Прежде хорошенькую Шаповалову взял бы кто-нибудь из холостых служащих в горничные и платил бы за неё в казну по три рубля в месяц. Теперь это запрещено новым губернатором[3].
Прежде бы её просто выкликнули:
— Шаповалова!
— Здесь.
— Бери вещи, ступай. Ты отдана в Михайловское, поселенцу Петру Петрову.
— Да я не желаю.
— Да у тебя никто о твоём желании не спрашивает. Бери, бери вещи-то, не проедайся! Некогда с вами!
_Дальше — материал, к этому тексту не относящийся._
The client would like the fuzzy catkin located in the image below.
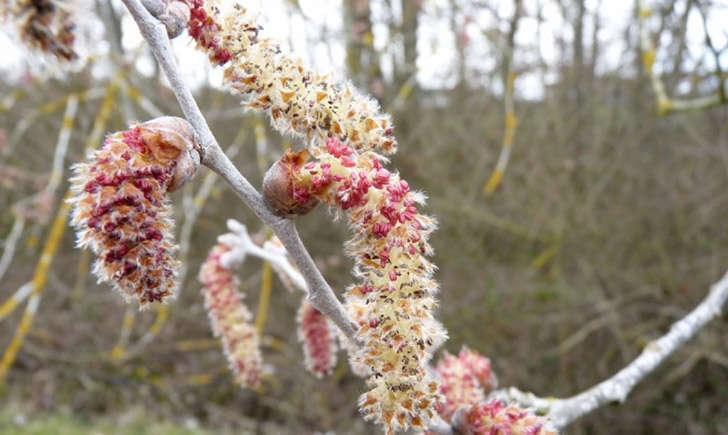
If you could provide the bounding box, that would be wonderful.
[185,0,396,155]
[297,298,338,378]
[70,118,199,306]
[458,400,557,435]
[183,1,447,431]
[435,347,497,422]
[3,0,79,60]
[200,242,263,389]
[270,138,447,434]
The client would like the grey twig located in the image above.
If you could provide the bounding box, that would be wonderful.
[120,0,357,341]
[489,270,728,428]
Теперь, если она скажет «не желаю», ей скажут:
— Как хочешь!
И оставят в тюрьме.
«Сожительницы» разберутся с «женихами», и останется Шаповалова одна в серой, тусклой, большой пустой камере. И потянутся унылые, серые, тусклые дни.
Хоть бы полы к кому из служащих мыть отправили, может, к холостому. Повеселилась бы.
Я однажды зашёл в женскую тюрьму.
Там сидела немка с грудным ребёнком.
Жила она когда-то с мужем в Ревеле, имела «свой лафочка», захотела расширить дело:
— Дитя много было.
Подожгла лавочку и пошла в каторгу.
— Дитя вся у мужа осталось.
Здесь она жила с сожителем, прижила ребёнка, из-за чего-то повздорила с надзирателем, тот пожаловался, её взяли от сожителя и посадили в тюрьму:
— Он говорийт, что я украл. Я нишево не украл.
С бесконечно-унылым, тоскующим лицом она бродила по камере, не находя себе места и, приняв меня за начальство, начала плакать:
— Ваше высокий благородий! У меня молока нейт. Ребёнок помирайт будет. Я от баланда молоко потеряла. Прикашите меня хоть пол мыть отправляйт. Я по дорога зарапотаю…
— Чем же вы заработаете?
— А я…
И она так прямо, просто и точно определила, как именно она заработает, что я даже сразу не разобрал.
— Что это? Нарочно циничная, озлобленная выходка?
Но немка смотрела на меня такими кроткими, добрыми и ясными, почти детскими глазами, что о каком тут «цинизме» могла быть речь!
Просто она выучилась русскому языку в каторге и называла, как все каторжанки, вещи своими именами.
— Ваше высокое благородие! Скашите, чтоб меня хоть на шас отпустили. Один шас!
И так потянулись бы для Шаповаловой долгие, бесконечные дни одиночества: в женской тюрьме никто не живёт.
Приведут разве поселенку.
— Тебя за что в тюрьму?
— Сожителя пришила.
— Как пришила?
— Взяла да задавила.
— За что же?
— А на кой он мне чёрт сдался?! Я промышляй, а он пропивать будет!
— Да ты бы на него начальству пожаловалась!
— Вот ещё, из-за таких пустяков начальство беспокоить…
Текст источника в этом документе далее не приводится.